The 35-year-old former UBS and Citigroup trader was last month unanimously found guilty of eight charges of conspiracy to defraud for rigging Libor, the London interbank offered rate that underpins around $450 trillion of financial contracts and loans worldwide.
The court clerk said it could take London's Court of Appeal three to five months to decide whether to grant leave to hear the case after receiving the final grounds for appeal.
The prosecution said Hayes dishonestly conspired with 25 brokers and traders at 10 of the world's most powerful financial institutions to rig Libor for profit. Hayes denied dishonesty in court, arguing he had been open about practices that were endorsed by senior staff and common in the industry at the time.
For a successful appeal, Hayes will have to show his conviction was due to an error of law and that his sentence was wrong in principle and/or manifestly excessive.
Hayes, whose sentence is one of the longest handed down for white-collar fraud, was sentenced consecutively for the conspiracies he was found guilty of while at UBS and those while at Citigroup between 2006 and 2010.

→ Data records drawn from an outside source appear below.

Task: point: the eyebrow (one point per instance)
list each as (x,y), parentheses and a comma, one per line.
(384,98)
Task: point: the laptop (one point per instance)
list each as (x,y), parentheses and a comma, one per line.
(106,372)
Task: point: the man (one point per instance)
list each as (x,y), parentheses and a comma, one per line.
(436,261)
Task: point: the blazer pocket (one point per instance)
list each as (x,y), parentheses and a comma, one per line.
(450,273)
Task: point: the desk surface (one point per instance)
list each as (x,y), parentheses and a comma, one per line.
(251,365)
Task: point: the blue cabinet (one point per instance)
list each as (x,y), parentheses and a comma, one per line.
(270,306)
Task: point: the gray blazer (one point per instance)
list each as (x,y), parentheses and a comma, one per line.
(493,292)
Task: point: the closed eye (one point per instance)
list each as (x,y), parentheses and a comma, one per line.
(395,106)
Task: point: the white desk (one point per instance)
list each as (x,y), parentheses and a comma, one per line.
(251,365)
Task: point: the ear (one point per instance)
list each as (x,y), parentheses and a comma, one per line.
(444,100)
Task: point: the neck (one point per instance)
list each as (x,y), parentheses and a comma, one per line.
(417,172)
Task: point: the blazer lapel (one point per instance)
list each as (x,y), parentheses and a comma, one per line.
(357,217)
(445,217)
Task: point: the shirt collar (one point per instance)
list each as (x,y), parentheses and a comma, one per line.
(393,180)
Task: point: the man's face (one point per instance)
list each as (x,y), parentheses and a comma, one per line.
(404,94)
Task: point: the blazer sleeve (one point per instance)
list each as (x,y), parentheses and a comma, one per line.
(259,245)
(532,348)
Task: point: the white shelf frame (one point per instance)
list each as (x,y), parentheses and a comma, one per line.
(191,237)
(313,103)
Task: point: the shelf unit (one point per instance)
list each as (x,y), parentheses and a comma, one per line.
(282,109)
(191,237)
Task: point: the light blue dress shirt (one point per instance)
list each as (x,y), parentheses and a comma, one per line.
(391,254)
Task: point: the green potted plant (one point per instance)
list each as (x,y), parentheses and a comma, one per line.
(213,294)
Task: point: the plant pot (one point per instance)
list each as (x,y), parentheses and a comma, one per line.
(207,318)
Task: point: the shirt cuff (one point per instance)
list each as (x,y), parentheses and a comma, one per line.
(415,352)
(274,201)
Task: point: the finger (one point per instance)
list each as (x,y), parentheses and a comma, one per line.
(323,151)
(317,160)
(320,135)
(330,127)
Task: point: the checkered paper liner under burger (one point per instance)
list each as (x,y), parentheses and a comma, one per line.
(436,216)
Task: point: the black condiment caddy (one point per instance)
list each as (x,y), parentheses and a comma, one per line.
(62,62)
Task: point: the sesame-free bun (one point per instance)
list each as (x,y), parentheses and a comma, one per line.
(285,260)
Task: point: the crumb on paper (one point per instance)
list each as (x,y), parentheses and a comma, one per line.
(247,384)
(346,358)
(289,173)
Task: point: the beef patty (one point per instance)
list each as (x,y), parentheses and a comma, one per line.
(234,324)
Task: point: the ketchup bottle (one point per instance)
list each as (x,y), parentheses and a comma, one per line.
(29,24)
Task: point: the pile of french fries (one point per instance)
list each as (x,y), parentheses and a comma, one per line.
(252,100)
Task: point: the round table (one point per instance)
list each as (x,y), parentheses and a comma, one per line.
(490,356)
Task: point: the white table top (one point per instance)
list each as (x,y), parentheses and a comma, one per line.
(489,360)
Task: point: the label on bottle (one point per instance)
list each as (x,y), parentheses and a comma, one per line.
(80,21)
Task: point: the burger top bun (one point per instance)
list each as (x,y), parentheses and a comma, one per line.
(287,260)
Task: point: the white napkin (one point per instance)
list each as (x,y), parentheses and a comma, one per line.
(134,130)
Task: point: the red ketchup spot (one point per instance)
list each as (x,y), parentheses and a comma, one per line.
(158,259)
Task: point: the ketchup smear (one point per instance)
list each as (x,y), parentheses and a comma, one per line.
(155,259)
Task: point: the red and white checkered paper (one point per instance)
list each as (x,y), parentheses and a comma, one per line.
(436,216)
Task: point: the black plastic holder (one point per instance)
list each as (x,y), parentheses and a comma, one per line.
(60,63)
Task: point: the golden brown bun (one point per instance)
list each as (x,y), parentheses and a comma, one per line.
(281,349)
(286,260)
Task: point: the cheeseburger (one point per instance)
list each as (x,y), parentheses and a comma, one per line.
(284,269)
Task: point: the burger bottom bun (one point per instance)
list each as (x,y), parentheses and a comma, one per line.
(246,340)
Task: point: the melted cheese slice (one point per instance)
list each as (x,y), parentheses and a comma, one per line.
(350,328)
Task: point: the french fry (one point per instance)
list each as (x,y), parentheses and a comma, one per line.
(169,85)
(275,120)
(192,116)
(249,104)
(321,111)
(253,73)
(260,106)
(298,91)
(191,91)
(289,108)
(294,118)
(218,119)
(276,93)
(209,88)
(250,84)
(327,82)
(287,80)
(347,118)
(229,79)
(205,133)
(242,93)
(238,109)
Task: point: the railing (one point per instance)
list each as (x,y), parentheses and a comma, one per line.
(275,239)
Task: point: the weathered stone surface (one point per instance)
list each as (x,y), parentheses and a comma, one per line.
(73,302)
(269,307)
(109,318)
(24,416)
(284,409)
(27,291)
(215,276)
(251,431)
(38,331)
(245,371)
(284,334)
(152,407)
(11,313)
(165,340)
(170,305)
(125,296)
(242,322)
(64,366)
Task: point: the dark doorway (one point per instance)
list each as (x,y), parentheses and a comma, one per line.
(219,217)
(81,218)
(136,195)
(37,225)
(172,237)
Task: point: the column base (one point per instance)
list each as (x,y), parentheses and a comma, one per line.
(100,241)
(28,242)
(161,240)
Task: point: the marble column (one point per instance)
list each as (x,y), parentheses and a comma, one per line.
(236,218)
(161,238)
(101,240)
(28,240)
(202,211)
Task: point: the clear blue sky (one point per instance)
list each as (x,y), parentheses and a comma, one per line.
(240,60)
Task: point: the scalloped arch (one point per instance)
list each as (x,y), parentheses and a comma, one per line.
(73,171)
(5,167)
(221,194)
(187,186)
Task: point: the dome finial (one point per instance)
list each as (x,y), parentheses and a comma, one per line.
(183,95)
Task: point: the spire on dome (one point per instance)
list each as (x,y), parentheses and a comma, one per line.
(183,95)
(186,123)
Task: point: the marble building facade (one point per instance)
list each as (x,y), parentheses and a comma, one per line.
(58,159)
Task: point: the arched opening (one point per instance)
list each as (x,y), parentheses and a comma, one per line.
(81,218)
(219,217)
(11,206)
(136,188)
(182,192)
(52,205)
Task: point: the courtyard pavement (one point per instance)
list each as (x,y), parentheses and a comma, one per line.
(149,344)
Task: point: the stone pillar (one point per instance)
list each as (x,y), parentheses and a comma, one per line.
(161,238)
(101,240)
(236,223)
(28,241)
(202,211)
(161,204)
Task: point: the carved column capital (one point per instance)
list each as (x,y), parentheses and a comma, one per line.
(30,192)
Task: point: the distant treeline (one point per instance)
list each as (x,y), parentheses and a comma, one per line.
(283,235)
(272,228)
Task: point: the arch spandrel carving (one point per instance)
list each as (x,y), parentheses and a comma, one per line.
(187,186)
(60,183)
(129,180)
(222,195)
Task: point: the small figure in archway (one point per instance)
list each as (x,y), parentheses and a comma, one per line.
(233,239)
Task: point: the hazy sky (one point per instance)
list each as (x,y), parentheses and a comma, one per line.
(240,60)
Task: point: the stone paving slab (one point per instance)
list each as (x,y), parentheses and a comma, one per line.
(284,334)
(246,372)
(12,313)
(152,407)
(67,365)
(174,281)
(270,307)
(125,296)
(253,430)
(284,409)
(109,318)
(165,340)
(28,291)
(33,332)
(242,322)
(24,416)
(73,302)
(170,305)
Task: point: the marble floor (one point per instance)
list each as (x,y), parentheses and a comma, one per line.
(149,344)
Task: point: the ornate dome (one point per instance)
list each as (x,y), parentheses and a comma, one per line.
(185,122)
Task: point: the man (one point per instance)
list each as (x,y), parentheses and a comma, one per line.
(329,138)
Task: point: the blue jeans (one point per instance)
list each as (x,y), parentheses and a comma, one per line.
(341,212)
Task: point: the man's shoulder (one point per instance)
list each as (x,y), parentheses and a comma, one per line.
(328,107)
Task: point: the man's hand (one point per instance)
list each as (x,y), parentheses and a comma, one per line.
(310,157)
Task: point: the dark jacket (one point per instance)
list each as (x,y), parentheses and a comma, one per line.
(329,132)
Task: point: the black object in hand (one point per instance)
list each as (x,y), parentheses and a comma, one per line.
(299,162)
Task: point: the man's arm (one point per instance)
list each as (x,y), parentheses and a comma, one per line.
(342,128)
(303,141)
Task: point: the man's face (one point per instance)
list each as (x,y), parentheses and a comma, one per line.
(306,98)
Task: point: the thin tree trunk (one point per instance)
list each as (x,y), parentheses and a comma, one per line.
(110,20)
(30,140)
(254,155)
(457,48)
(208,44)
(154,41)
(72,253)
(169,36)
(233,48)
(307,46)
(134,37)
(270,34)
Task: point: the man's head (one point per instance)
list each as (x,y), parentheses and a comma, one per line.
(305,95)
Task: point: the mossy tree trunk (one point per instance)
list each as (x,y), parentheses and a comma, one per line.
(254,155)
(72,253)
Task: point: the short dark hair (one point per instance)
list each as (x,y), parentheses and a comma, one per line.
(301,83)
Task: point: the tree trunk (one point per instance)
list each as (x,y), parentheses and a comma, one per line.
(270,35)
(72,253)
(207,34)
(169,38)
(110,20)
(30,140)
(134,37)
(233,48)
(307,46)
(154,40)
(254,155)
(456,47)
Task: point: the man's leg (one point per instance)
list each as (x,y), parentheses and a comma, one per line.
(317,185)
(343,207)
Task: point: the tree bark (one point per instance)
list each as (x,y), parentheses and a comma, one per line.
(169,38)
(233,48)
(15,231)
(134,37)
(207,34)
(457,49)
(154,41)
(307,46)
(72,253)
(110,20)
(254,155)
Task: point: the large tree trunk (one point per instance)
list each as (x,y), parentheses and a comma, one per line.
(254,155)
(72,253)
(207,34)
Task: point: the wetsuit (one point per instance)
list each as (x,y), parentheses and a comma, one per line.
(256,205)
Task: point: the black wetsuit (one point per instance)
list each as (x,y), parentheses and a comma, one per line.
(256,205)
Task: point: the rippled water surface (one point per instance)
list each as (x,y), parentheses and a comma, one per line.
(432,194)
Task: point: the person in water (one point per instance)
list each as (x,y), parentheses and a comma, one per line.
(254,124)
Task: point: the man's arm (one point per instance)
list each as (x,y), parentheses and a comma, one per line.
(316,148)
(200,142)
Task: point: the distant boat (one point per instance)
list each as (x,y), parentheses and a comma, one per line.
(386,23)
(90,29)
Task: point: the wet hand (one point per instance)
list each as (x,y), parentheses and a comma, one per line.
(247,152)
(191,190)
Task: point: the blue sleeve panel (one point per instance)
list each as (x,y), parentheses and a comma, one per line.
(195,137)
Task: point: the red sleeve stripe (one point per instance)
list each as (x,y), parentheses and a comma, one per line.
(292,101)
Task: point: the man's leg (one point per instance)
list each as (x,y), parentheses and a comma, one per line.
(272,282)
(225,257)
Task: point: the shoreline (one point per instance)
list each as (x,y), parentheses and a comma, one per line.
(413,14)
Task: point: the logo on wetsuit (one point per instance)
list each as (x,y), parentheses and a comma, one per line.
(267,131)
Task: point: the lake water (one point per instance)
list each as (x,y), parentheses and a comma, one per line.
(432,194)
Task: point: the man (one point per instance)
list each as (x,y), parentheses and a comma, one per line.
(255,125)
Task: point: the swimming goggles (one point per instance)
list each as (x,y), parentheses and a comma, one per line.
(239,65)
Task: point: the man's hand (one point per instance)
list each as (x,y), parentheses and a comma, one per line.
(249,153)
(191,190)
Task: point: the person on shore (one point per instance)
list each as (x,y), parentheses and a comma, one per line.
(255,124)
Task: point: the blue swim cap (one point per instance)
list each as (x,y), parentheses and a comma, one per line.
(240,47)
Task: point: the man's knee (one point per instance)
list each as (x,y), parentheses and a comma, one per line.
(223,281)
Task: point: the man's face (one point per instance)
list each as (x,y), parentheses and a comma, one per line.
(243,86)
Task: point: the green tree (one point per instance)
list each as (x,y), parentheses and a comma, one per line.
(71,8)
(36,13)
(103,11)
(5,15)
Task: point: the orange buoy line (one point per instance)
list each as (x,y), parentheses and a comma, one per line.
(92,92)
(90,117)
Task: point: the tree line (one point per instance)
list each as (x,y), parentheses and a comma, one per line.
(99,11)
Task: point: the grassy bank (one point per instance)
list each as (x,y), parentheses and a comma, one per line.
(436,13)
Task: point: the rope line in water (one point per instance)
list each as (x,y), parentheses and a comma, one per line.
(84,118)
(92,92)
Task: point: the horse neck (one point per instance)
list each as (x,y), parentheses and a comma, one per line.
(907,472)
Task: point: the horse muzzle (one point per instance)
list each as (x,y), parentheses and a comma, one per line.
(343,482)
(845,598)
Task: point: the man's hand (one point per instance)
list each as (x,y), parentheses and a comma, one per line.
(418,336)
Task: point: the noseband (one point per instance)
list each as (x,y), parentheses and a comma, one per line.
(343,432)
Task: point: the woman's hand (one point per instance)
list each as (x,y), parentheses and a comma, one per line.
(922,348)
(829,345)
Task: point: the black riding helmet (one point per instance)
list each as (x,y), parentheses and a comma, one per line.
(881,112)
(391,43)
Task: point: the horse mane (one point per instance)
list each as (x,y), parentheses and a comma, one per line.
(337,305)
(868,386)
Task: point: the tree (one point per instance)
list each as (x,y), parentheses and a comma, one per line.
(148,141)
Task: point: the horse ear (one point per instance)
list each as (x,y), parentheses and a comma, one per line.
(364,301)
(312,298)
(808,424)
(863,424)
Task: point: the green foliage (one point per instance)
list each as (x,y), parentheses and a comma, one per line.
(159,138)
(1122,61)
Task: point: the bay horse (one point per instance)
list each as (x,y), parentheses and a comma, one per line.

Had the sentence run concurrently, with the market rigging seen as the same offence over the period of the indictment, he would have faced a maximum 10-year sentence, lawyers say.
In his sentencing remarks, Judge Jeremy Cooke said on Aug. 3 there was no separate standard of dishonesty for any group of society, that Hayes had "appreciated at the time" he had acted dishonestly and that it was irrelevant that others had done the same or that managers condoned, embraced or even encouraged it.
Cooke said that Hayes was at the hub of the conspiracy, therefore highly cuplable, and that the actual and risk of loss to his unidentifiable counterparties placed him in the most serious category in sentencing guidelines. Moreover, he said the case was a warning to the world of banking.
"The conduct involved here must be marked out as dishonest and wrong and a message sent to the world of banking accordingly," he said.
Hayes's law firm Cartwright King was not available for comment.